Re: Language ranges with more than two sub-tag from Marcos Caceres on 2013-03-12 (www-international@w3.org from January to March 2013)

From: Marcos Caceres <w3c@marcosc.com>
Date: Tue, 12 Mar 2013 10:07:56 +0000
To: Norbert Lindenberg <w3@norbertlindenberg.com>
Cc: Addison Phillips <addison@lab126.com>, www-international <www-international@w3.org>
Message-ID: <142AB2D6328D46A890E55C65E995DA68@marcosc.com>
(sending this again, as it didn't end up in the archive… apologies if it does eventually show up here)


On Tuesday, 5 March 2013 at 12:36, Marcos Caceres wrote:

> Hi Norbert,  
>  
> On Tuesday, 5 March 2013 at 06:42, Norbert Lindenberg wrote:
>  
> > Hi Marcos,
> >  
> > You shouldn't just be looking at current use of language tags with more than language and country, but also at use cases where developers use private hacks for which BCP 47 offers clean, interoperable alternatives. (It could be that these developers don't know about BCP 47 yet or that they're using old infrastructure that doesn't support it yet).
>  
> Agreed.  
> > Examples:
> >  
> > - The web site of the Hong Kong government, http://www.gov.hk, provides content in both traditional and simplified Chinese - note the 繁體 and 简体 in the upper right corner. People used to use zh-HK (or zh-TW) to mean traditional Chinese, but that obviously doesn't work here anymore. The web site uses its own non-standard tags, tc and sc. Instead, they should be using the BCP 47 tags zh-Hant and zh-Hans (or zh-Hant-HK and zh-Hans-HK.
> >  
> > - The web site of Sinovision, a Chinese-language broadcaster in the US, http://www.sinovision.net. If you click on its 繁体 link, you get to a page with "big5" in its URL. Obviously, big5 is not a language - they should be using zh-Hant.
>  
> Right, but in the above cases no automated content negotiation is taking place. The user explicitly makes a choice there to view the content in a particular language or script by clicking a link. So, how the developer chooses to represent the organisation of their content through the URL doesn't affect end-users (though it may raise the eyebrows of i18n folks:)). If, on the other hand, the web application was expecting a HTTP "Accept-Language: big5" to perform content negotiation, then it would be a much bigger issue.  
>  
> Hypothetically speaking, sinovision.net (http://sinovision.net) could have checked the Accept-Language to see which of zh-Hant or zh-Hans the user prefers and served them the preferred content (while also providing a link to swap to the other script choice). The resulting URL, although a little weird in the choice to use the name of the encoding "/big5/", doesn't really affect the end-user's ability to access the content.  
>  
> The case I am interested in is one that relates explicitly to content negotiation occurring between the user agent's default language and resources whose selection occurs as part of an automated process.  
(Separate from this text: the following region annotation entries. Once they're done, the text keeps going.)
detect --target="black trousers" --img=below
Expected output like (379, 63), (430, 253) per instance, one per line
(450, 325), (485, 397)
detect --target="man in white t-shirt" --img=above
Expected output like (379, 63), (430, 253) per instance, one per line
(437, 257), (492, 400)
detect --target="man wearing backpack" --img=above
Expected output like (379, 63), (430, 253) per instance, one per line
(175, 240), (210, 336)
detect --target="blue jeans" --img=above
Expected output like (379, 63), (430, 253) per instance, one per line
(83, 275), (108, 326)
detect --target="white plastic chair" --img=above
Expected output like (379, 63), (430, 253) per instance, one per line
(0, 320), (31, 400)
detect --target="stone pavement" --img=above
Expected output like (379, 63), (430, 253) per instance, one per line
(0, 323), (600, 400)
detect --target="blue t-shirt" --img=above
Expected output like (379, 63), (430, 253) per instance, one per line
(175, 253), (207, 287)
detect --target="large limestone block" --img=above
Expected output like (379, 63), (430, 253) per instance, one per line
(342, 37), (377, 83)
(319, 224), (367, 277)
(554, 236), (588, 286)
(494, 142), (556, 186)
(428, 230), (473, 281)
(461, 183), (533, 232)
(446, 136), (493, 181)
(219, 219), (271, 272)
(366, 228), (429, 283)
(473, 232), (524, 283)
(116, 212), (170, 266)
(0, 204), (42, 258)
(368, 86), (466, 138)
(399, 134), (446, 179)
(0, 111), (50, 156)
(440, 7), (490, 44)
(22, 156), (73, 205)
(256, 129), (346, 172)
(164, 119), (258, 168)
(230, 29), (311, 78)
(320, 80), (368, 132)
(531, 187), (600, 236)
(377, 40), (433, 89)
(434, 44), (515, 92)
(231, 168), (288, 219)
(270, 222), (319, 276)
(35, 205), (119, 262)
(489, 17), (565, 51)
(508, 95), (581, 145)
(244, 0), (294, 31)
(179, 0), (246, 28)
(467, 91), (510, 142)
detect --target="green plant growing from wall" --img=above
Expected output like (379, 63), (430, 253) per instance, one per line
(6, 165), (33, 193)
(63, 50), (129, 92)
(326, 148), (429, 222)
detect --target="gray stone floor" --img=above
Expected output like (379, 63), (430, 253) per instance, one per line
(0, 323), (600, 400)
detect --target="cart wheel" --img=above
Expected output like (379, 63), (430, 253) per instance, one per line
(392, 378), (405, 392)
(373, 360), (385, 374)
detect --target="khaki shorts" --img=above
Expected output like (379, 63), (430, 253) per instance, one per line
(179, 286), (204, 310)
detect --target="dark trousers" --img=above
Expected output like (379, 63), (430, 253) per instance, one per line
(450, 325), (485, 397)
> > - Facebook locale IDs [1]: Their basic format is "ll_CC", with language code and country code. But then they have ar_AR and es_LA for generic Arabic and Spanish. Country code AR is actually Argentina, and LA is Laos, but who cares. BCP 47 would let them use simply ar and es, or es-419 if they mean Latin American Spanish (UN M.49 codes for multi-country regions are another addition in BCP 47). Facebook also made up countries PI (Piratistan?), UD (Upside Downia?), EO (Esperantia?), as well as a locale fb_LT (Facebookian as used in Lithuania? No, leetspeak). All these language variants could be expressed cleanly in BCP 47 using variants or private-use subtags, without the need for made-up countries.
>  
>  
>  
> Understood. It's likely they just didn't know about BCP 47 and the nice organisational structures it provides. Language tags are extremely powerful, but can be tricky to grok (specially in a world where developers are constantly exposed to subtly different variants - like in Google's packaged apps they use and "_" instead of a "-" for sub tag separators).  
>  
> I guess what the above shows is that this is currently really hard for developers to understand - even really good ones, as I assume the ones at Facebook are. <More education needed here> :)
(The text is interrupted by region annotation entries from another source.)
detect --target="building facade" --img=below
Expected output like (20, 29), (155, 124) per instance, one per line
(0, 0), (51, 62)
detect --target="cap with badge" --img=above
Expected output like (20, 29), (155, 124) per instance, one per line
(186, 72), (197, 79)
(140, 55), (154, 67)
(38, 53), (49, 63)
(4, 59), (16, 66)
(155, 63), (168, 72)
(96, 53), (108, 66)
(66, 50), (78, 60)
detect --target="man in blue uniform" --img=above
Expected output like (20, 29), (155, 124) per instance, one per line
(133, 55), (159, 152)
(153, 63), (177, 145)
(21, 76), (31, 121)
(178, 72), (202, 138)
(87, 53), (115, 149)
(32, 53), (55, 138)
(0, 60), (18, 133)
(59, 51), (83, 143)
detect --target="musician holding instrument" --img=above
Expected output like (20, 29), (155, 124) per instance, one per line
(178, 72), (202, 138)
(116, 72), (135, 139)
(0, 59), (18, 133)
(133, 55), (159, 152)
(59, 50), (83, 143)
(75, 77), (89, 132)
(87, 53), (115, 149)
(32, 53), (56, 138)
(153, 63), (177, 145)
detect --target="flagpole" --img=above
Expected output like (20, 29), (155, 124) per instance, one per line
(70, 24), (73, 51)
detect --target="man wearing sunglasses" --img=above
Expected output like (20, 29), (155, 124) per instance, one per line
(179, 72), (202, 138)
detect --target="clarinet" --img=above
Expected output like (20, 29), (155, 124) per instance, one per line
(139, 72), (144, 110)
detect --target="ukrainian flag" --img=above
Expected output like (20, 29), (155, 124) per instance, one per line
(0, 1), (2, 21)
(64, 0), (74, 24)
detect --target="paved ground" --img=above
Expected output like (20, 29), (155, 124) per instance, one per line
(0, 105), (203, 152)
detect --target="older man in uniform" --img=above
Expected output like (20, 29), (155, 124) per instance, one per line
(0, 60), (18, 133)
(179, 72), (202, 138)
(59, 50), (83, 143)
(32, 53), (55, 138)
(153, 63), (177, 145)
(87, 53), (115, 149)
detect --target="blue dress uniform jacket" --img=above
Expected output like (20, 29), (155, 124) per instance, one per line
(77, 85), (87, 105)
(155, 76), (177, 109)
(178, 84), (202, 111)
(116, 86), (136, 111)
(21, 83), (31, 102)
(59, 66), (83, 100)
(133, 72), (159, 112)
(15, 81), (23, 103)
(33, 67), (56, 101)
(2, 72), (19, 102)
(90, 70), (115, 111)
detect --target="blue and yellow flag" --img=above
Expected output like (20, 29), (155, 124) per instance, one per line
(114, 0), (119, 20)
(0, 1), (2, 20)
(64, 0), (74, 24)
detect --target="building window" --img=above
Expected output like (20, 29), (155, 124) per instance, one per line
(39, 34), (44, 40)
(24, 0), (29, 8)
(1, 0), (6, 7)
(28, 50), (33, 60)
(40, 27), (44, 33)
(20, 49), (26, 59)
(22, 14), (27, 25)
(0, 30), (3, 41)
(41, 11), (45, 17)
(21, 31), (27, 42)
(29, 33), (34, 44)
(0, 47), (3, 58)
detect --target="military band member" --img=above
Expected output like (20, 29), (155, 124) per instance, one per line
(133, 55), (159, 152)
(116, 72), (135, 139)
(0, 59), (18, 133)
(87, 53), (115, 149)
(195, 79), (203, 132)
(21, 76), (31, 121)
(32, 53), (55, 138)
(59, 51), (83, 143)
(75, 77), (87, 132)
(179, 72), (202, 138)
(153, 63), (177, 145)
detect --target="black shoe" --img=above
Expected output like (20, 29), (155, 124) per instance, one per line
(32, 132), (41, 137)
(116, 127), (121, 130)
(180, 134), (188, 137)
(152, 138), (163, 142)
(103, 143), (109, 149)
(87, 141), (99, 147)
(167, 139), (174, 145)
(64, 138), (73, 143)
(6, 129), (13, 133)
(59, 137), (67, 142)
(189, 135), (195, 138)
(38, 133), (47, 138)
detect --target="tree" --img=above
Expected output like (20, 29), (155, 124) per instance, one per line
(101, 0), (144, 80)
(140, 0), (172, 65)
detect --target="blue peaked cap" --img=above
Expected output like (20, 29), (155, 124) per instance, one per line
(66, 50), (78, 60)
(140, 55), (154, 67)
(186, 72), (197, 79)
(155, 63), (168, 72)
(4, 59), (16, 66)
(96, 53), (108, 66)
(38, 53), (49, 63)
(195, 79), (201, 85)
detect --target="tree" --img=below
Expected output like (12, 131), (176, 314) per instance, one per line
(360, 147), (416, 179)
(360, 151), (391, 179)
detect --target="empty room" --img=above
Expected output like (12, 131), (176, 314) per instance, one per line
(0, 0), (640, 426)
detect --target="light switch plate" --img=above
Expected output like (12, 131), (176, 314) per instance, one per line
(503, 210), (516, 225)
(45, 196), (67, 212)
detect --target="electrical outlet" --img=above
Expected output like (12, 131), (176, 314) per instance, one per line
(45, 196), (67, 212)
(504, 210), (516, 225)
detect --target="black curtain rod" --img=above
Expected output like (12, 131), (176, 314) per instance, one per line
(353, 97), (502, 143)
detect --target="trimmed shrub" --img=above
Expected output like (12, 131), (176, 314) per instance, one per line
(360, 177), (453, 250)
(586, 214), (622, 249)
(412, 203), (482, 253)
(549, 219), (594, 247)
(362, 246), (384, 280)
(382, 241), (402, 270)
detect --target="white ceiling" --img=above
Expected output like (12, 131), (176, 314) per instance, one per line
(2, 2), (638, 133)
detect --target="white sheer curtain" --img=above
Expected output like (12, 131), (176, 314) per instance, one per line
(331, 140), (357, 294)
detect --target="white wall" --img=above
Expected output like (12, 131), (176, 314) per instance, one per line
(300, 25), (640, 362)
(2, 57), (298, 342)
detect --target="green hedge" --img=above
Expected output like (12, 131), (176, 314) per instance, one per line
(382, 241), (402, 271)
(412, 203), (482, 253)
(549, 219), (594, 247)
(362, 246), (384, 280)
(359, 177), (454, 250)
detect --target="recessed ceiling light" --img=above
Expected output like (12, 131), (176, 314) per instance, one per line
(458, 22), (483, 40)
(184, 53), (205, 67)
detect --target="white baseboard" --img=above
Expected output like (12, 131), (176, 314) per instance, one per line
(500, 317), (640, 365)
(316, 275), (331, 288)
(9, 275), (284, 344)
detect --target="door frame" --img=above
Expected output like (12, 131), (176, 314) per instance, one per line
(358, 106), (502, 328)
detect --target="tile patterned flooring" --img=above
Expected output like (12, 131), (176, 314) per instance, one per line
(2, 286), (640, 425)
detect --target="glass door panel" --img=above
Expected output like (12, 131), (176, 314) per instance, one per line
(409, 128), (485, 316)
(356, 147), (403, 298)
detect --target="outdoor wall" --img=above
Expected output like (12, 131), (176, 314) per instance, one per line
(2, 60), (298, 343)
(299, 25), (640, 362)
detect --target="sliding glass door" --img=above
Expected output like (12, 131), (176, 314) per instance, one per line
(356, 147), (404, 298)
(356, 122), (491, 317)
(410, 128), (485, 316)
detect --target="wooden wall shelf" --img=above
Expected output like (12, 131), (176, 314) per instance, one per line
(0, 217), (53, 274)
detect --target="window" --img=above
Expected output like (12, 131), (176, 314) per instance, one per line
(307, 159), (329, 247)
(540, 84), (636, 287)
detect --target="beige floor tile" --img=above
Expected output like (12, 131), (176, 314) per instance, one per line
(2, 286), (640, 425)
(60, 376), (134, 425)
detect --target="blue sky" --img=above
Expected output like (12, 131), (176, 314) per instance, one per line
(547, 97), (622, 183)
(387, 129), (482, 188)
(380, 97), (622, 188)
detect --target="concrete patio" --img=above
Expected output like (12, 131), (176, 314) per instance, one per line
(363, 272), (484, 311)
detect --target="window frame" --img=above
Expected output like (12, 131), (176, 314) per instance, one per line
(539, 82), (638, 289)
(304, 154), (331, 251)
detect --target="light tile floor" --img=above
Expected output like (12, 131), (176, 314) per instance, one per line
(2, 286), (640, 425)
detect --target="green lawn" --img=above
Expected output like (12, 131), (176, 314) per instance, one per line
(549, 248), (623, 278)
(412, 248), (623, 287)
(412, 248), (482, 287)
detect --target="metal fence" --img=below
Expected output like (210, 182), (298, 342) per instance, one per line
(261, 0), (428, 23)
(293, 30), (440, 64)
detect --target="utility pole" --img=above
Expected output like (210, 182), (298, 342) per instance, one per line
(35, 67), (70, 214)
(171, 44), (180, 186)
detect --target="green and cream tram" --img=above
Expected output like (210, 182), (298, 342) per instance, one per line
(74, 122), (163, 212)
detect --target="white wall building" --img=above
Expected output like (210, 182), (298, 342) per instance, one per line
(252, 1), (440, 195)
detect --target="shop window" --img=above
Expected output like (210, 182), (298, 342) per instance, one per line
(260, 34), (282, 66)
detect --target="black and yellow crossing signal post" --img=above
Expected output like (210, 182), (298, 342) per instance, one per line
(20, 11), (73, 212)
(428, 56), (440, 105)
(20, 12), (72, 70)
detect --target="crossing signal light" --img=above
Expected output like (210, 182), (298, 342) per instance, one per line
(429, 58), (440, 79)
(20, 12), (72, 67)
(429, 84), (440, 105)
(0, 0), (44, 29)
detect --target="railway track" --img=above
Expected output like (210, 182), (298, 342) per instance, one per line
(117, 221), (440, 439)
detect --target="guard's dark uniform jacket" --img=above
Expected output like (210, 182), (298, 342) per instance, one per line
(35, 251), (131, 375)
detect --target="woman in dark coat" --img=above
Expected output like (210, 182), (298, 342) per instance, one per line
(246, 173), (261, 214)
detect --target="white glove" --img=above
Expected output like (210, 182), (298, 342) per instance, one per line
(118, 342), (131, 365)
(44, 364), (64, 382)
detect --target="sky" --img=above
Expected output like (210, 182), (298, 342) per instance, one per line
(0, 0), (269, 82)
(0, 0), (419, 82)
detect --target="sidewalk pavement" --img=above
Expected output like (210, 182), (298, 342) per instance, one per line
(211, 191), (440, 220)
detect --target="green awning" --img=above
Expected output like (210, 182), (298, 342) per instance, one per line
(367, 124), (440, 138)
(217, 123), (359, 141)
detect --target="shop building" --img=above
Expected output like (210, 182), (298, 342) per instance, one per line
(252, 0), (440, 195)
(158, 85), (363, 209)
> > A few comments on the internationalization model for apps:
> >  
> > - The use cases on your page [2] generally seem a bit low level. I think you need to look at the interactions between users (especially multilingual ones), applications (monolingual and multilingual), user agent (generally set to one language), libraries such as the ECMAScript Internationalization API (multilingual), and web services (monolingual or multilingual, sometimes in multiple tiers). How should all these components interact so as to enable a consistent experience within an application in one of the user's preferred languages?
>  
> Agreed. This is exactly what I'm trying to do :) However, if I can't convince implementers that there users out there using browsers whose language preferences have more than two sub-tags (e.g. [1]), this is going to be a struggle. If there is commitment from browser vendors to implement the ECMAScript Internationalization API, then that's a lot of infrastructure that can be leveraged to provide technical answer the questions above.  
>  
> [1] https://bugzilla.mozilla.org/show_bug.cgi?id=846269
>  
> > - I'd advise against the concept of "unlocalized" content in an application.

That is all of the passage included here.